The cruiser wobbled and pulled right, toward the curb. Turnbull unleashed another burst, this time on the passenger side. Another string of craters erupted across the windshield in front of the passenger. The cruiser went up on the curb and slammed into a telephone pole. Turnbull fired two more long but controlled bursts as he approached, weapon high, and then he squeezed off a third burst. It was cut short as the weapon ran dry. Without pause or even a glance, he dropped the mag from the well using the thumb button, reinserted the loaded mag clamped to its side, and hit the bolt release. The bolt slammed a fresh round into the chamber.

By then he had reached the brutalized, smoking cruiser, his weapon high and ready. The blue cop in the passenger seat was bloody, but still gasping and trying to sit up. Turnbull put a burst in his head and then another in his partner’s. Then he turned back to the Ford as onlookers ran and shouted.

All Turnbull heard was ringing.

Tossing the carbine in the back seat, he got behind the wheel and turned on the ignition. The kid was crying; his ears were still roaring from the two rounds Turnbull had fired inside the passenger compartment.

Time to move. Every PSF thug on the Westside would be inbound when word broke that four of their own were down. That might just clear his path out of town.

It was not far to the freeway, and from there to home. Turnbull pulled out in traffic, and in his mirror saw the locals already scavenging the bodies.

“You killed them, you killed them!” the kid was screaming. Turnbull hit the gas and the Ford accelerated.

“Stop talking,” he said, but the kid couldn’t hear him.

2.

From the 97th floor of the Lone Star Tower, you could see Dallas sprawling out in every direction all the way out to the horizon and beyond. The city was a living thing, humming, alive, with people on the sidewalks and cars filling the streets and freeways. To the north, the New Capitol complex was gleaming in the sunlight. The New White House lay a mile away at the other end of the Mall. This was the nerve center of the United States of America, version 2.0.

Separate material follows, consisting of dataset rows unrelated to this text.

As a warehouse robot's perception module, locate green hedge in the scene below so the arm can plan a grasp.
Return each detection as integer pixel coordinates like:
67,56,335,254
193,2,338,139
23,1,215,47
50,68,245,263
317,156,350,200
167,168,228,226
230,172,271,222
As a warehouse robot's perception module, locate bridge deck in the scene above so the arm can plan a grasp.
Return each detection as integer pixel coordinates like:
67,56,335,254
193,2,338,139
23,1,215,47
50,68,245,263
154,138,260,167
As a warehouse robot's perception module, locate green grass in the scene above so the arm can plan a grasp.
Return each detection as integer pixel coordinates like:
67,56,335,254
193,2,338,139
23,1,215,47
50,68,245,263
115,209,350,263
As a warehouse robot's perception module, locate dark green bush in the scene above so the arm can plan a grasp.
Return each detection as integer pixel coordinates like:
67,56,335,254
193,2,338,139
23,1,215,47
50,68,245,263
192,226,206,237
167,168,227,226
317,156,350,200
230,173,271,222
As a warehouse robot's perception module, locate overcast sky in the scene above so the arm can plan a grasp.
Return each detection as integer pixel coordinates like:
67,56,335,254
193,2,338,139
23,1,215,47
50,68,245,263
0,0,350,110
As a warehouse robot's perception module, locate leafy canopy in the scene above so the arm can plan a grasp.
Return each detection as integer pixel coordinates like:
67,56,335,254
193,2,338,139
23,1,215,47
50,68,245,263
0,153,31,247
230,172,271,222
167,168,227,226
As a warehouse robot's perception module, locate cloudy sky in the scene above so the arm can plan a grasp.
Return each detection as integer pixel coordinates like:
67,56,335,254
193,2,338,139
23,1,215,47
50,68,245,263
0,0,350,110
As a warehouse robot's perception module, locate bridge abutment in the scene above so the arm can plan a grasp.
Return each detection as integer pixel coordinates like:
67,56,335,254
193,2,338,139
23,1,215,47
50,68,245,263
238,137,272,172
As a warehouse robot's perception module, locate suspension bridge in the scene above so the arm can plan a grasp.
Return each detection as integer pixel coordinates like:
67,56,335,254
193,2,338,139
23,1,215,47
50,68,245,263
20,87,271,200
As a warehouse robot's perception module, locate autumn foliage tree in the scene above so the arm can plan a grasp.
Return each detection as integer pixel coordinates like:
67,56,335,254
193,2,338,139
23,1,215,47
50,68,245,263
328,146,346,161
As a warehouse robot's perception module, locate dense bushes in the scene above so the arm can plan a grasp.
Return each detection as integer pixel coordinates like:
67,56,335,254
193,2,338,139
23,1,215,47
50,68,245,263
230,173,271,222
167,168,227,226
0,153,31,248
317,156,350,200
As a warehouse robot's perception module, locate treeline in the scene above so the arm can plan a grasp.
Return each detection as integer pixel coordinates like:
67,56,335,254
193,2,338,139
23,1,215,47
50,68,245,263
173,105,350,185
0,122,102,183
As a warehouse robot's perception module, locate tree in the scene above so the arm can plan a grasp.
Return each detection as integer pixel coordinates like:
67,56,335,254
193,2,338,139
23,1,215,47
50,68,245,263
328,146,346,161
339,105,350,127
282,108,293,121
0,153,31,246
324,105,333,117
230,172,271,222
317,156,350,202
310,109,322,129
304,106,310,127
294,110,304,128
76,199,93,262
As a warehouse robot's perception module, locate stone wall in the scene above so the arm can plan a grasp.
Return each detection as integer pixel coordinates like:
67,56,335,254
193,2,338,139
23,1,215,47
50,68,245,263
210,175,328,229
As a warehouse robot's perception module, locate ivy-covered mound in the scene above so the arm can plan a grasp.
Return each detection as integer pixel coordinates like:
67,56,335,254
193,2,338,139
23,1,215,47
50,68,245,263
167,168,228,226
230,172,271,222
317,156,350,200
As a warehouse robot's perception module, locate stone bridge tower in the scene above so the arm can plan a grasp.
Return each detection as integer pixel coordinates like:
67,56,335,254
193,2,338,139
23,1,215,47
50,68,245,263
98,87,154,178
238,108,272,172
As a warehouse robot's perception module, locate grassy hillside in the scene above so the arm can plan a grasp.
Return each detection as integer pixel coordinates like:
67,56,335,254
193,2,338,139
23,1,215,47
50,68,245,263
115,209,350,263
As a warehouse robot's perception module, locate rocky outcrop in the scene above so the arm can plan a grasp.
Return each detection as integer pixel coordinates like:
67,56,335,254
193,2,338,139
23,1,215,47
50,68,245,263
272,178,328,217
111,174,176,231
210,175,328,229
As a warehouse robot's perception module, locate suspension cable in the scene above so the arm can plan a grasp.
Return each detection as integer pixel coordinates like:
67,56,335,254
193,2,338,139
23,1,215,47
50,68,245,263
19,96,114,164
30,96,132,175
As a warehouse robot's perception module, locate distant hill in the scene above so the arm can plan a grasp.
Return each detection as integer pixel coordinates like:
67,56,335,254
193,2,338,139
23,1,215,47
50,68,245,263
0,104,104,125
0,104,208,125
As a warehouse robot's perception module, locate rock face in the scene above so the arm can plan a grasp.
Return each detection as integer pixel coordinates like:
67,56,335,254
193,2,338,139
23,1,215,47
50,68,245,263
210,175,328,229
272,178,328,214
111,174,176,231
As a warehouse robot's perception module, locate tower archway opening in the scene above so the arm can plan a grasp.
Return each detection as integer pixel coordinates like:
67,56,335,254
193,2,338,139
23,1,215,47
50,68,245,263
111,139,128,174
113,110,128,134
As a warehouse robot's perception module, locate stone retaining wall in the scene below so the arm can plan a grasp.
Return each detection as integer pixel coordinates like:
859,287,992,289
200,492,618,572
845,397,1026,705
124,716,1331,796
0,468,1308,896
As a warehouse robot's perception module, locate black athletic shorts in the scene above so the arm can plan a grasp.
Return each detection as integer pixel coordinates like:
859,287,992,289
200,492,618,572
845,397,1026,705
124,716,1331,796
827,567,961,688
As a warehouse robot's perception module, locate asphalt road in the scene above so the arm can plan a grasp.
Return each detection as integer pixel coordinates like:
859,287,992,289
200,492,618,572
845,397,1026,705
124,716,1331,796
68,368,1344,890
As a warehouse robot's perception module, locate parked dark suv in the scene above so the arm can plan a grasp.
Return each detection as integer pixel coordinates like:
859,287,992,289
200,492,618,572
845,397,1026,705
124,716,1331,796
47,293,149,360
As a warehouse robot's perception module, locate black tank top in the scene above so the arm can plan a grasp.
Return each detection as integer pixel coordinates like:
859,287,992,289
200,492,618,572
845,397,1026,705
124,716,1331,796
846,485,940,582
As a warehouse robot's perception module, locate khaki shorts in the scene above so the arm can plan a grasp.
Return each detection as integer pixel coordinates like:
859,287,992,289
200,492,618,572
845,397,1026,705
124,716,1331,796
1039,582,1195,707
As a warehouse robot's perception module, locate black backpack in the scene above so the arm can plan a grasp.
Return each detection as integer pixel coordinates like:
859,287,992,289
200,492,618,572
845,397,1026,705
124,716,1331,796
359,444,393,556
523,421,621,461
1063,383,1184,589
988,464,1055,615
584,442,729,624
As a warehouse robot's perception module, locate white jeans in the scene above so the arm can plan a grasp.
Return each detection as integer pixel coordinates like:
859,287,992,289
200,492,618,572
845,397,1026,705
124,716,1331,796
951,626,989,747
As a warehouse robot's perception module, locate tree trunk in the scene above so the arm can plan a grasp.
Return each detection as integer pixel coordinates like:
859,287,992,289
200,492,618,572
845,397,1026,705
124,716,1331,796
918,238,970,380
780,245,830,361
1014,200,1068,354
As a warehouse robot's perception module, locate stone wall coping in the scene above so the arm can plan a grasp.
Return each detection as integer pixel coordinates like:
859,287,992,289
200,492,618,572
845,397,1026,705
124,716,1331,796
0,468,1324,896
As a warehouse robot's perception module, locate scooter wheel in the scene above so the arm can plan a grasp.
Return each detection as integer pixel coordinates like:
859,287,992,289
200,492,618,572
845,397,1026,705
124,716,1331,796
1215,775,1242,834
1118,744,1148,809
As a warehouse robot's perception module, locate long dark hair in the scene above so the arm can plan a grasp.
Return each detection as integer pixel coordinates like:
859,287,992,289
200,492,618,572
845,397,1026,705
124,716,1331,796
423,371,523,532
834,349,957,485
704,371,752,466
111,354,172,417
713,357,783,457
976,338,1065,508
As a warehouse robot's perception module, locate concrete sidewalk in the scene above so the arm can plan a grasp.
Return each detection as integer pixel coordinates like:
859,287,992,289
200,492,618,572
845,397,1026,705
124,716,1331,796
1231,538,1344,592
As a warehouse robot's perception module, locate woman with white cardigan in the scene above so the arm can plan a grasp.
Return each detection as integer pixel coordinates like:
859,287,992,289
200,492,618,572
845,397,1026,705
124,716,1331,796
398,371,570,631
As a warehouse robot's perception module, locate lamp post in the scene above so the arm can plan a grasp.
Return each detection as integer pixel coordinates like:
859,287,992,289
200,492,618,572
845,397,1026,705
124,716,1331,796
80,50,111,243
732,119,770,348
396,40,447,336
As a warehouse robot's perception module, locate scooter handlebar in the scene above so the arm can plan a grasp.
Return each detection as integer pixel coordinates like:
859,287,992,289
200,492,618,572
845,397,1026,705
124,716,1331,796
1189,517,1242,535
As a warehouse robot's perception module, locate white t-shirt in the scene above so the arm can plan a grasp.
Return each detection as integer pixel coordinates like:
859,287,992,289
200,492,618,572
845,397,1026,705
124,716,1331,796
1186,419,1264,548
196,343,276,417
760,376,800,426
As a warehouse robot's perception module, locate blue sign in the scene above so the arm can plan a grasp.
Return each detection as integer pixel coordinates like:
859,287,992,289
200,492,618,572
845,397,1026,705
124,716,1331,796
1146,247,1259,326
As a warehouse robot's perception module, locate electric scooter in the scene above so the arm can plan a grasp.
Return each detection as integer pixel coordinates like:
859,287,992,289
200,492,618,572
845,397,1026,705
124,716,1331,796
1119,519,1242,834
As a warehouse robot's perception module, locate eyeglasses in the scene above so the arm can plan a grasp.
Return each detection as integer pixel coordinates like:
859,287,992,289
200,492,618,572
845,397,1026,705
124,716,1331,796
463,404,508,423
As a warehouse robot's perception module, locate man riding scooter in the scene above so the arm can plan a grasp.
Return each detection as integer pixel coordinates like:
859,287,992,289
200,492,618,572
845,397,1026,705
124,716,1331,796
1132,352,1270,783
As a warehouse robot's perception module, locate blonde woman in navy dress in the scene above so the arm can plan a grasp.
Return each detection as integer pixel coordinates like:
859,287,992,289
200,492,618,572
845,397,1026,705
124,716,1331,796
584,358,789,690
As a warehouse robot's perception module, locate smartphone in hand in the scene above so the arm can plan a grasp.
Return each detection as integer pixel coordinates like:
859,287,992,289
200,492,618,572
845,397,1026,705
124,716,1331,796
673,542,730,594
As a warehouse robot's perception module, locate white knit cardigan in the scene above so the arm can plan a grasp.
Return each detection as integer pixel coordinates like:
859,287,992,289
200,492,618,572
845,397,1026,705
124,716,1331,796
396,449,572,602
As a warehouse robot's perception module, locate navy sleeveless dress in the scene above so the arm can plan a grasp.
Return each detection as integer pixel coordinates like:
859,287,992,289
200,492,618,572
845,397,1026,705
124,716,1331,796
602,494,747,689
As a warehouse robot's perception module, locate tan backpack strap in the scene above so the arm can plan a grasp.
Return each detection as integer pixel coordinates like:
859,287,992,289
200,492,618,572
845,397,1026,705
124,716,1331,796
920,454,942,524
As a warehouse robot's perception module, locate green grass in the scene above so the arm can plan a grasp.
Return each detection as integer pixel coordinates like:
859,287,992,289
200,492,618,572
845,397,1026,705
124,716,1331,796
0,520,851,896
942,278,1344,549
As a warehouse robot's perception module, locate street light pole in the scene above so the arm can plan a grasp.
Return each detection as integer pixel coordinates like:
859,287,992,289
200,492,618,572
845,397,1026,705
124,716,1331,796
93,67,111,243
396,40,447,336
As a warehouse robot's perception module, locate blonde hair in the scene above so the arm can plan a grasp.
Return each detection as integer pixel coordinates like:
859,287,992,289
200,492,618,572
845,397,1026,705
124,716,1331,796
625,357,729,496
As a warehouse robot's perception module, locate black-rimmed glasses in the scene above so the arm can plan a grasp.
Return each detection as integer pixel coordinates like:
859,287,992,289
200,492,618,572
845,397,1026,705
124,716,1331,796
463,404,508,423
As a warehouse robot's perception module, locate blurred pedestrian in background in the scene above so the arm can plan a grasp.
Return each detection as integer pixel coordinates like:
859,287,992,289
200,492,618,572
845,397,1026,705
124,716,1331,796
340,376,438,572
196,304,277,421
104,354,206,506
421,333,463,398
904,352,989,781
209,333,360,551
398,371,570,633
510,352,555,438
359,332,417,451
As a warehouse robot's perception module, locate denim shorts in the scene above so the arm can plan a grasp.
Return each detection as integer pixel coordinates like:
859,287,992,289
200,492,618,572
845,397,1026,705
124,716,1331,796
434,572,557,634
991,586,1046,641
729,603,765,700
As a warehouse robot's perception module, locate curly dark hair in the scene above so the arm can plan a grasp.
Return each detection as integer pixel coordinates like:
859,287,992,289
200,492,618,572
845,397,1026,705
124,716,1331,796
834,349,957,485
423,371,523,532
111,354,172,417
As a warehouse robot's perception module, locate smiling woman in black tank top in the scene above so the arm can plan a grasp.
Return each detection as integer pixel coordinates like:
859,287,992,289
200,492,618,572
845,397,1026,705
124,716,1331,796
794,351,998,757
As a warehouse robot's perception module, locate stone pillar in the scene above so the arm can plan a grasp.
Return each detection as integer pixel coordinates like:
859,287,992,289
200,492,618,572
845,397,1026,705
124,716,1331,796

Turnbull did not feel much more at ease here than on the other side. But then, no one was trying to kill him here, so there was that.

Still, he openly carried a Kimber 1911 .45 for his long trip into town. Security took his phone downstairs, but made no attempt to disarm him. You don’t mess with a man’s weapons in the USA. That’s how fistfights and civil wars start.

He could feel the heat outside radiating through the windows; the air conditioning was cranked. Turnbull sipped his coffee and took a seat at the conference table, back to the window and, as always, facing the door.

This had better not be a waste of his time.

The door opened and Turnbull recognized the first guy to walk in – George V. Ryan, looking every bit like the kingmaker he was. Tall, handsome, probably 55ish. Usually when you saw him he was on TV standing behind the President. His suit probably cost as much as Turnbull’s ranch.

The next guy was a young man, good shape, probably recent military judging by the hair and his general demeanor. There it was, the red star pin on his jacket’s lapel – he’d earned his citizenship with military service. The young man looked a little like Ryan – probably his son.